January 31, 2015
Sympathy over empathy
We used to have an obligation to at least try to be sympathetic. Now that’s ratcheted up to having to be empathetic. We should lower the bar.
Sympathy means feeling bad for someone while empathy means actually feeling the same feelings.
If that’s what those words still mean, empathy is more than we usually need and is less than we can often accomplish.
You’re hungry? I can be sympathetic about your hunger, but I can’t feel your hunger.
There are child soldiers? I can perhaps understand some of the situation that lets such a thing happen, and I can be shocked and sad that it does, but I don’t think I can feel what those children feel.
You have been sexually assaulted? I can be deeply sympathetic and supportive, but I don’t think I can actually feel what you felt or even what you are feeling now. For example, if you are now overwhelmingly anxious about being in some ordinary situations — walking to your car, entering an unlit room — you will have all my sympathy and support, but I will not experience the trembling you feel in your knees or the tension expressed by your shallow breaths.
Empathy is hard. It often takes the magic of an artist to get us to feel what a character is feeling. (Q: If I am feeling what a non-existent character is feeling, is that even empathy?)
Empathy is hard. Empathy is rare. Empathy is often exactly what is not required: If you are afraid, you probably don’t need another frightened person. You need someone sympathetic who can help you deal with your fears.
Sympathy is getting a bad rap, as if it means just patting someone on the shoulder and saying “There there.” That’s not what sympathy ever was. Sympathy means you are affected by another person’s feelings, not that you feel those very feelings. If I am sad and worried that you are so depressed, I am affected by your feelings, but I am not myself depressed.
Empathy can be a pure mirror of someone else’s feelings. But sympathy requires more than just feeling. If I see you crying, to be sympathetic I have to know something about you and especially about what has caused you to cry. Are you crying because you’ve been hurt? Because you broke up with someone you loved? Because you just saw a sad movie? Because you didn’t get into a school or onto a particular team? Because you’re sympathizing with someone else? In order to sympathize more fully, I need to know.

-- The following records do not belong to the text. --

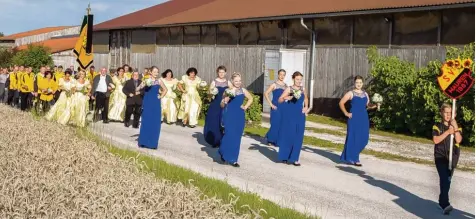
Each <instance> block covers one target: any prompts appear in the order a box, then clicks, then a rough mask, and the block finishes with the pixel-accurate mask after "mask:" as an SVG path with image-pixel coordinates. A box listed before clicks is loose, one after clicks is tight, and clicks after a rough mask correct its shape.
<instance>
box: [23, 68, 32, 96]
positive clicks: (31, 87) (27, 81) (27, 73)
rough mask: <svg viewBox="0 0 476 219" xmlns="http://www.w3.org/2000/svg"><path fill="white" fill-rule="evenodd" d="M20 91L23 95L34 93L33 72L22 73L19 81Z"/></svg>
mask: <svg viewBox="0 0 476 219" xmlns="http://www.w3.org/2000/svg"><path fill="white" fill-rule="evenodd" d="M20 84H21V86H20V91H21V92H23V93H30V92H33V91H34V88H35V87H34V84H35V74H34V73H33V72H30V73H23V74H22V75H21V80H20Z"/></svg>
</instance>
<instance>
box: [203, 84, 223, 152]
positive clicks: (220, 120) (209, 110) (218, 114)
mask: <svg viewBox="0 0 476 219" xmlns="http://www.w3.org/2000/svg"><path fill="white" fill-rule="evenodd" d="M215 87H216V88H217V89H218V94H217V95H215V99H213V101H212V102H211V103H210V106H209V107H208V111H207V117H206V118H205V127H203V135H204V136H205V141H206V142H207V143H208V144H210V145H211V146H219V145H220V141H221V139H222V137H223V133H222V131H221V121H222V112H223V109H222V108H221V106H220V102H221V100H222V98H223V93H224V92H225V90H226V89H227V88H228V81H225V82H219V81H217V80H215Z"/></svg>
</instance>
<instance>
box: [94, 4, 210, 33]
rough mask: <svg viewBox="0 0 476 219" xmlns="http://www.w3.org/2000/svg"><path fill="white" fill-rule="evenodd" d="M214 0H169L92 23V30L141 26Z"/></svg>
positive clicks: (107, 29) (122, 28)
mask: <svg viewBox="0 0 476 219" xmlns="http://www.w3.org/2000/svg"><path fill="white" fill-rule="evenodd" d="M213 1H215V0H170V1H168V2H164V3H162V4H158V5H155V6H152V7H149V8H146V9H143V10H140V11H136V12H133V13H130V14H126V15H124V16H121V17H117V18H114V19H112V20H108V21H105V22H102V23H99V24H97V25H94V30H95V31H96V30H110V29H123V28H131V27H141V26H144V25H146V24H148V23H150V22H153V21H156V20H159V19H162V18H165V17H168V16H171V15H174V14H177V13H180V12H184V11H186V10H189V9H192V8H196V7H199V6H201V5H204V4H207V3H210V2H213Z"/></svg>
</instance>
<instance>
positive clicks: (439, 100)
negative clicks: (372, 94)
mask: <svg viewBox="0 0 476 219" xmlns="http://www.w3.org/2000/svg"><path fill="white" fill-rule="evenodd" d="M367 55H368V57H369V62H370V63H371V64H372V69H371V72H370V77H371V80H370V83H369V87H368V88H369V95H370V96H371V95H372V94H373V93H380V94H381V95H382V96H384V98H385V100H386V101H384V103H383V104H382V107H381V110H380V111H378V112H373V113H372V114H373V116H372V122H373V123H374V125H375V128H377V129H382V130H388V131H394V132H398V133H411V134H414V135H418V136H424V137H431V127H432V126H433V124H434V123H435V121H440V120H441V118H440V115H439V107H440V106H441V104H442V103H444V102H447V103H451V100H450V99H449V98H448V97H446V96H445V95H444V94H443V92H442V91H441V90H440V88H439V85H438V82H437V76H438V75H439V74H440V68H441V61H439V60H436V61H431V62H429V63H428V65H427V66H426V67H424V68H421V69H416V67H415V65H414V64H413V63H410V62H407V61H402V60H400V59H399V58H397V57H394V56H392V57H384V56H381V55H379V54H378V52H377V49H376V48H375V47H371V48H369V50H368V51H367ZM446 57H447V58H448V59H452V58H457V57H461V58H471V59H473V60H474V43H472V44H470V45H467V46H465V48H464V49H457V48H448V50H447V54H446ZM473 77H474V65H473ZM474 98H475V97H474V87H473V88H472V90H471V91H469V92H468V93H467V94H466V95H465V96H464V97H463V98H462V99H459V100H457V120H458V122H459V123H460V124H461V126H462V128H463V144H465V145H470V144H471V145H472V144H474V140H475V139H474Z"/></svg>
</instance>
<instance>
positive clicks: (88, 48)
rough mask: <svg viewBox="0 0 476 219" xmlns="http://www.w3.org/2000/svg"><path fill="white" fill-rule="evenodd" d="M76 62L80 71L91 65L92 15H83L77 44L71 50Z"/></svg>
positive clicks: (92, 50)
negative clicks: (76, 62) (82, 17)
mask: <svg viewBox="0 0 476 219" xmlns="http://www.w3.org/2000/svg"><path fill="white" fill-rule="evenodd" d="M73 52H74V54H76V61H77V62H78V64H79V66H80V67H81V68H82V69H86V68H87V67H89V66H90V65H91V64H92V63H93V59H94V57H93V56H94V55H93V15H92V14H89V15H85V16H84V19H83V24H82V25H81V32H80V34H79V39H78V42H76V45H75V46H74V50H73Z"/></svg>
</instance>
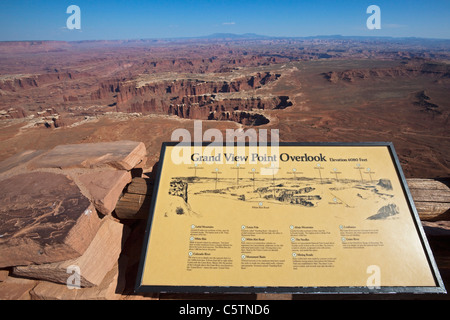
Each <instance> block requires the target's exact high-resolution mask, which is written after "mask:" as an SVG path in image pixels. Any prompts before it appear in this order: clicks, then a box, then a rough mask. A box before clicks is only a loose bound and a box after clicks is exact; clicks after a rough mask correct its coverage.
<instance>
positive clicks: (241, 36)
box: [198, 33, 276, 40]
mask: <svg viewBox="0 0 450 320" xmlns="http://www.w3.org/2000/svg"><path fill="white" fill-rule="evenodd" d="M198 38H200V39H232V40H248V39H271V38H276V37H269V36H264V35H260V34H256V33H244V34H235V33H213V34H210V35H207V36H203V37H198Z"/></svg>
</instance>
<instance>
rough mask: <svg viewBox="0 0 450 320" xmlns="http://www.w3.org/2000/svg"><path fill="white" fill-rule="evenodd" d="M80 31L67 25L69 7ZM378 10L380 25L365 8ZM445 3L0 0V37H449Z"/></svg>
mask: <svg viewBox="0 0 450 320" xmlns="http://www.w3.org/2000/svg"><path fill="white" fill-rule="evenodd" d="M71 4H74V5H78V6H79V7H80V9H81V30H68V29H67V27H66V20H67V18H68V17H69V16H70V15H69V14H67V13H66V9H67V7H68V6H69V5H71ZM371 4H375V5H378V6H379V7H380V8H381V30H368V29H367V27H366V20H367V18H368V17H369V14H367V13H366V9H367V7H368V6H369V5H371ZM449 17H450V0H429V1H425V0H409V1H407V0H400V1H396V0H382V1H379V0H373V1H365V0H345V1H344V0H343V1H336V0H316V1H283V0H272V1H266V0H259V1H245V0H241V1H235V0H227V1H222V0H213V1H203V0H196V1H191V0H186V1H178V0H171V1H138V0H109V1H93V0H71V1H65V0H49V1H41V0H28V1H26V0H0V41H16V40H65V41H71V40H96V39H97V40H99V39H107V40H110V39H143V38H170V37H193V36H204V35H209V34H212V33H237V34H242V33H257V34H262V35H268V36H315V35H335V34H341V35H344V36H355V35H356V36H393V37H424V38H445V39H450V22H449V20H450V19H449Z"/></svg>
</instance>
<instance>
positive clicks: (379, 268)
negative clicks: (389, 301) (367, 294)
mask: <svg viewBox="0 0 450 320" xmlns="http://www.w3.org/2000/svg"><path fill="white" fill-rule="evenodd" d="M366 273H367V274H370V276H369V277H368V278H367V281H366V286H367V288H368V289H370V290H373V289H380V288H381V269H380V267H379V266H377V265H370V266H368V267H367V269H366Z"/></svg>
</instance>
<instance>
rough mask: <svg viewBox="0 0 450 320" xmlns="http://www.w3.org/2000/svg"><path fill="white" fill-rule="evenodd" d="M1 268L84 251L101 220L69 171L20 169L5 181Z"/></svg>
mask: <svg viewBox="0 0 450 320" xmlns="http://www.w3.org/2000/svg"><path fill="white" fill-rule="evenodd" d="M0 194H1V195H2V197H1V198H0V268H3V267H9V266H19V265H30V264H42V263H52V262H57V261H64V260H69V259H74V258H77V257H79V256H81V255H82V254H83V253H84V251H85V250H86V249H87V248H88V246H89V244H90V243H91V241H92V239H93V238H94V236H95V234H96V232H97V230H98V228H99V227H100V222H101V219H100V217H99V216H98V214H97V212H96V211H95V208H94V206H93V205H92V204H91V202H90V201H89V199H87V198H86V197H85V196H84V195H83V194H82V193H81V191H80V189H79V188H78V186H77V185H76V184H75V183H74V181H73V180H71V179H70V178H69V177H68V176H66V175H63V174H56V173H48V172H30V173H26V174H19V175H15V176H12V177H10V178H8V179H5V180H2V181H0Z"/></svg>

That is, in sympathy you turn not just to feelings but to the world. You see what the sufferer sees from her/his point of view, or as close to that point of view as you can. What you see is not a matter of indifference to you. You are moved by what is moving the other. How you are moved is different in type and extent — you are not fearful in the face of the other’s fears, you are not as wracked by grief as is the mourner — but you are moved.
Sympathy lets the world matter to you as it matters to someone else. In sympathy, the mattering culminates from heart, mind, and caring about the other. It is perhaps the best thing we do.
Most importantly, through sympathy are we moved to helpful action, whether that is indeed a pat on the shoulder or requires a far larger commitment. Sympathy does that to us. For us.
Empathy can get in the way of the supportive action that sympathy demands. If a friend is heartbroken because a relationship ended, you may bring to bear a different view of the world and hold out other feelings as possibilities. Hope perhaps. A different perspective. A pint of Ben and Jerry’s. The gap in feelings between you and your friend enables the sympathetic action your friend needs.
If our aim is to act in the world to try to reduce pain, fear, and sadness, then asking for empathy is often to ask for too much. Sympathy more than suffices.